Sungrow’s SiC-based PowerTitan 3.0 BESS integrates PCS, battery stack, BMS, EMS architecture and AC block design. (Photo Credit: Sungrow) 
Storage+

Sungrow’s AC-Coupled BESS: The smarter E AWARD 2026 Finalist

The company’s liquid-cooled 1.78 MW/7.14 MWh 20-foot BESS features SiC-based power switching devices

Rajarshi Sengupta

  • Sungrow’s PowerTitan 3.0 BESS is equipped with a liquid-cooled PCS 

  • The PCS has a conversion efficiency of up to 99.3% 

  • The system’s RTE can reach 92% 

Sungrow, a PV inverter and solar plus storage system provider, has been named as a finalist for its PowerTitan 3.0 battery energy storage system (BESS) for The smarter E AWARD 2026 in the ‘Energy Storage’ category. 

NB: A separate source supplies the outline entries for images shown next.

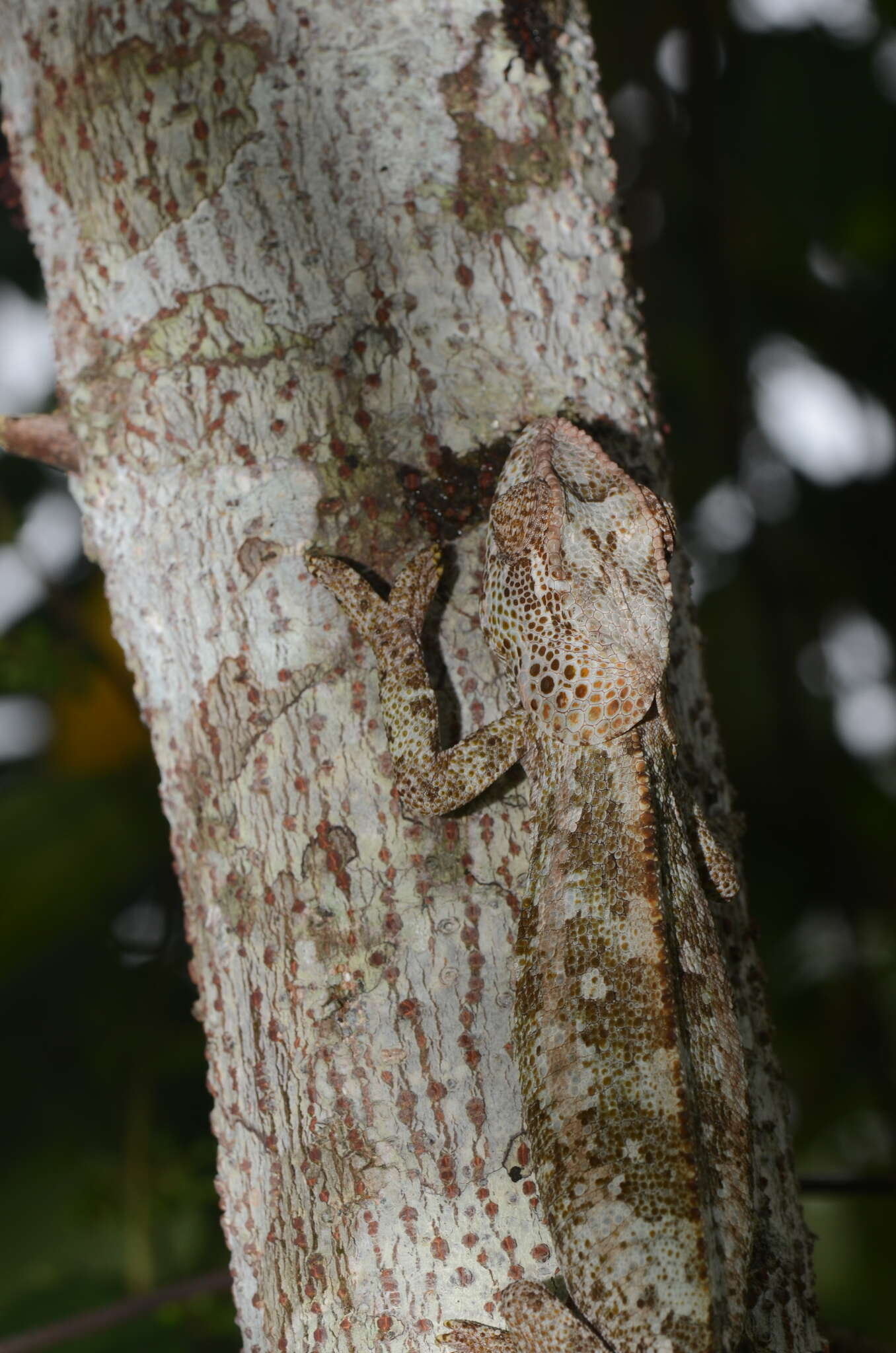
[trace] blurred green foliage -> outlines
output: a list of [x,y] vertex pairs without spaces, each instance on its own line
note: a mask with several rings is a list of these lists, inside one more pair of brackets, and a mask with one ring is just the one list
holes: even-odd
[[[877,15],[845,39],[744,31],[711,0],[593,11],[805,1174],[896,1173],[896,764],[850,754],[832,691],[805,676],[831,617],[859,610],[893,636],[893,474],[796,475],[789,509],[738,549],[707,548],[694,522],[713,484],[744,482],[748,357],[767,336],[893,407],[896,89],[878,69],[893,4]],[[670,30],[689,51],[677,91],[656,68]],[[617,97],[631,87],[640,123]],[[1,219],[0,271],[39,294]],[[49,482],[0,459],[3,540]],[[0,639],[0,694],[38,694],[55,718],[43,755],[0,770],[8,1331],[226,1265],[177,889],[125,681],[84,563]],[[893,1338],[896,1197],[811,1195],[807,1214],[826,1319]],[[68,1346],[237,1344],[227,1298],[204,1295]]]

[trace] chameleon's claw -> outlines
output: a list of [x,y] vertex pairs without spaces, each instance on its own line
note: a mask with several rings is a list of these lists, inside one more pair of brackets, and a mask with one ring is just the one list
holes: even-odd
[[508,1330],[478,1321],[445,1321],[447,1334],[437,1334],[436,1344],[452,1353],[517,1353],[517,1345]]
[[426,607],[441,578],[437,545],[421,549],[402,568],[393,583],[388,601],[378,597],[371,584],[341,559],[321,555],[315,549],[309,549],[305,559],[310,572],[329,587],[357,632],[374,647],[383,629],[394,626],[399,620],[406,620],[413,633],[420,636]]
[[361,637],[375,644],[379,629],[388,624],[388,607],[383,598],[341,559],[318,555],[313,549],[307,551],[305,559],[310,572],[329,587]]
[[398,578],[393,583],[388,594],[388,610],[391,616],[403,617],[410,622],[410,628],[420,635],[426,607],[441,578],[441,555],[439,545],[429,545],[405,564]]

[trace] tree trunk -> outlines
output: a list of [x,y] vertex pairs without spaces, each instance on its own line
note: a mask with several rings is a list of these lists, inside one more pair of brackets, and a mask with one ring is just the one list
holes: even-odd
[[[666,491],[583,15],[537,9],[7,0],[7,129],[161,770],[246,1349],[428,1349],[555,1270],[508,1050],[525,786],[402,810],[371,653],[305,564],[315,543],[391,579],[455,538],[453,737],[503,708],[476,598],[505,438],[597,422]],[[675,589],[682,755],[724,808],[681,559]],[[801,1353],[811,1256],[742,902],[721,923],[753,1077],[746,1346]]]

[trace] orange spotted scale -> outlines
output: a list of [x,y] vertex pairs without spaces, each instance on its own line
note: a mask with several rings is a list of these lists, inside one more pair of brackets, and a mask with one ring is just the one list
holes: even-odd
[[513,1051],[571,1300],[512,1283],[506,1327],[453,1321],[453,1353],[734,1353],[743,1326],[746,1072],[708,901],[738,879],[677,769],[673,544],[671,510],[585,432],[527,428],[498,480],[480,602],[510,708],[449,748],[420,648],[437,552],[388,602],[309,556],[374,648],[406,808],[449,812],[516,760],[531,786]]

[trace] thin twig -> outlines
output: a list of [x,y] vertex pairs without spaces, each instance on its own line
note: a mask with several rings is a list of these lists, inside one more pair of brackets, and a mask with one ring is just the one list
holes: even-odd
[[146,1315],[148,1311],[156,1311],[169,1302],[187,1302],[203,1292],[225,1292],[229,1287],[230,1273],[227,1269],[199,1273],[196,1277],[185,1277],[179,1283],[168,1283],[166,1287],[153,1288],[152,1292],[127,1296],[123,1302],[100,1306],[93,1311],[81,1311],[80,1315],[70,1315],[65,1321],[54,1321],[53,1325],[42,1325],[39,1329],[0,1339],[0,1353],[37,1353],[38,1349],[49,1349],[57,1344],[65,1344],[68,1339],[84,1338],[85,1334],[96,1334],[112,1325],[123,1325],[125,1321]]
[[800,1189],[804,1193],[896,1193],[896,1174],[801,1174]]
[[14,456],[39,460],[68,474],[81,468],[81,446],[64,414],[0,417],[0,445]]

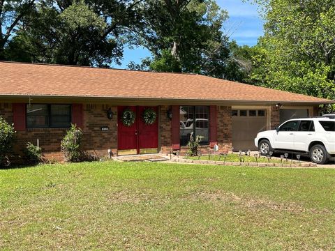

This product, equipped with more than 600 Ah stacked battery cells, boasts a storage capacity of up to 7.14 MWh within a 20-foot container. It can deliver up to 1.78 MW 3-phase power (AC) via a built-in power conversion system (PCS) in an AC-coupled configuration with grid supply at full load. According to the company, this PCS or bidirectional (charging/discharging) inverter features Silicon Carbide (SiC) based power devices with a higher switching frequency than conventional IGBT-based counterparts. It exhibits lower conduction losses during conversion processes. In addition, the periphery of these switching devices is cooled by a circulating liquid coolant. Together, these attributes result in a maximum PCS conversion efficiency of 99.3%. 

According to the company, these low conversion losses contribute to additional discharge energy, reaching a round-trip efficiency (RTE) of 92%. It features an automatic battery State-of-Charge (SoC) calibration that spans 5 levels, achieving up to 8% additional discharge energy throughout the system’s operational lifetime. 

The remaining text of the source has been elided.